Lyons agrees, adding: “Women usually visit their GP to confirm their pregnancy. I think screening should begin here, because the GP will be known to the woman and, if mental health issues are known or develop, the GP will be aware of it first.

“However, during pregnancy and postnatally, women’s ability to cope can change and so screening needs to be assessed continuously.”
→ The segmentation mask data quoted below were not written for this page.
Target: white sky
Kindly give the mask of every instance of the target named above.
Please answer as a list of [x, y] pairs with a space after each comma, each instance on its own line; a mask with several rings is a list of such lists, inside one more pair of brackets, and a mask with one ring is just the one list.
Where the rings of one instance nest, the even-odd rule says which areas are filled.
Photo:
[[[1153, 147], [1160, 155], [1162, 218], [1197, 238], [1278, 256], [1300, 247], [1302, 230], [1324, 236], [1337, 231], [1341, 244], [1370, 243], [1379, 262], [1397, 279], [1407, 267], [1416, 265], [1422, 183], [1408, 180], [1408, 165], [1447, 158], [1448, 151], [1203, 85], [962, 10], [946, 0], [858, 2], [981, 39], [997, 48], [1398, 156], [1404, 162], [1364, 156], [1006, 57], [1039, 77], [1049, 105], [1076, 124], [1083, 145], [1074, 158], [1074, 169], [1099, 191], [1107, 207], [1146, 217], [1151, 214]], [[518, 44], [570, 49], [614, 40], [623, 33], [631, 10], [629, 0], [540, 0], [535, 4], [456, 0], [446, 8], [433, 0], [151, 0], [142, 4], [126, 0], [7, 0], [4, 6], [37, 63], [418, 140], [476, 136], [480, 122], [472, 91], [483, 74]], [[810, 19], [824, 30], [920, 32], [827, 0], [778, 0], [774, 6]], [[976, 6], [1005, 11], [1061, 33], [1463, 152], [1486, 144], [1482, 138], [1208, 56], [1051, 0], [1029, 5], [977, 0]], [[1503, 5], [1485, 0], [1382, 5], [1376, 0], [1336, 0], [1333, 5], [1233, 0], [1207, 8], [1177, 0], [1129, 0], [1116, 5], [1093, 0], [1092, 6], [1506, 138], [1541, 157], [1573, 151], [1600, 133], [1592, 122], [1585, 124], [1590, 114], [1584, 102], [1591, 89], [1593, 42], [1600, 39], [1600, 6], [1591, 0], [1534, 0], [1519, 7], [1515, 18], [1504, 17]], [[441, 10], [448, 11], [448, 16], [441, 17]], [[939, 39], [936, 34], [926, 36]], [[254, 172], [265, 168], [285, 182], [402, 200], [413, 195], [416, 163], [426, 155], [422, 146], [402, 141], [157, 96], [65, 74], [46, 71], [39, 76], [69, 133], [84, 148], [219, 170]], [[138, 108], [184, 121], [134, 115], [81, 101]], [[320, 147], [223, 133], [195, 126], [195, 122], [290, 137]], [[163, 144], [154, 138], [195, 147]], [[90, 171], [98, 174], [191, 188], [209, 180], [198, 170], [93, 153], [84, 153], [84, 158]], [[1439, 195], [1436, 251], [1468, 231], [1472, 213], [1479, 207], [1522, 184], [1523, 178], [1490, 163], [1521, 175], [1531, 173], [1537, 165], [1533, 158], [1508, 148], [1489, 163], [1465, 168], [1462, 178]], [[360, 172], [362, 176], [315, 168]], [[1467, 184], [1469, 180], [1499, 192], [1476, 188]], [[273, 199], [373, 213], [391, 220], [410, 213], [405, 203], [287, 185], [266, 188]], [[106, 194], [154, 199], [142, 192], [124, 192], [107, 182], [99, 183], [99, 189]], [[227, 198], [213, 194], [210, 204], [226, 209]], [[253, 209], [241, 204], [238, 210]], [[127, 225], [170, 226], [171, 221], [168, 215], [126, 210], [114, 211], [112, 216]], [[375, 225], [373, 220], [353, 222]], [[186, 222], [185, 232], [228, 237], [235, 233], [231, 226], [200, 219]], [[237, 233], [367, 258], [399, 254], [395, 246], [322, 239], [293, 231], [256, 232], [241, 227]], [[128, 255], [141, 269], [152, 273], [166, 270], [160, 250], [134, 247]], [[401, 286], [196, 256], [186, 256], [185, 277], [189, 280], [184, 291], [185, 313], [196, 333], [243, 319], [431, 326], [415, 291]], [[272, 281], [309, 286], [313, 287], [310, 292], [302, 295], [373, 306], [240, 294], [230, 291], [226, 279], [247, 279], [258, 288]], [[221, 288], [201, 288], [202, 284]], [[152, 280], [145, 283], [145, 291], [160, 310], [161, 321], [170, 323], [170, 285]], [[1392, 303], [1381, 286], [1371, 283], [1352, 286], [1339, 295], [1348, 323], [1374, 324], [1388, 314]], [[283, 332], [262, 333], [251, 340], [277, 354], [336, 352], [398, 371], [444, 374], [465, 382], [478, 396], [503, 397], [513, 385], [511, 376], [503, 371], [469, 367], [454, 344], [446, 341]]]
Perinatal mental health has an effect on the relationship between mother, baby and the family unit as a whole. Its impact has often been grossly underrated. Researchers Nagle and Farrelly’s recent findings suggest that, while screening tools can be used to adequately assess a woman’s risk of developing perinatal mental health issues, they must not become a box-ticking exercise. They recommend that in order to effectively support women throughout pregnancy, childbirth and after, regularly enquiring about their emotional wellbeing at every antenatal and postnatal appointment is vital, along with continuity of care.

    Pamela Lynch suffered symptoms of depression, anxiety and low mood while pregnant with her son Oscar. It was only when she looked back over her pregnancy that she realised how depression was affecting her.

    “As I had previously suffered with depression and anxiety,” she says,

    I was aware that, statistically, I was more at risk of postnatal depression and from about four months pregnant my anxiety really came to the fore

    She felt an impression of being judged with the stigma of perinatal and postnatal depression hanging over her. “I had been very open about my previous mental health difficulties, however, I felt

    different about admitting I was suffering with perinatal and postnatal depression. I was afraid people would think I was a bad mother. I was afraid people would judge me. I was afraid people would be watching my every move and commenting on everything I did.

    “Upon discharge from the hospital after having my baby, I was asked if I was feeling okay, and if I wanted to be assessed by the mental health team. I believed I was okay. I was leaving the hospital having been in for five days. I’d had a traumatic experience and I was finally going home with my baby and my husband. I was happy to be leaving. If anything, this was absolutely not the right time to ask me if I was feeling okay. I didn’t have time to think, I didn’t want to think, I wanted to begin life with my family.”

    Lack of support in the community, no support groups and very little information about perinatal and postnatal depression led Pamela to set up an anonymous Instagram account to document her journey with perinatal and postnatal depression. “This proved to be the best thing I could have done. So many women contacted me in the initial weeks saying they felt the exact same as I did,” she says.

    Medication, counselling, mindfulness, meditation and self care played a big part in her recovery but the turning point was seeing she wasn’t alone. Along with her Instagram, she also set up a Facebook group, Postnatal Depression and Anxiety Support Group Ireland, in support of women who suffered perinatal and postnatal depression and found the group invaluable to her recovery.

    “I dread to think had I not known, or recognised that I was beginning to struggle how long I would have continued on for, and how much worse I may have become.”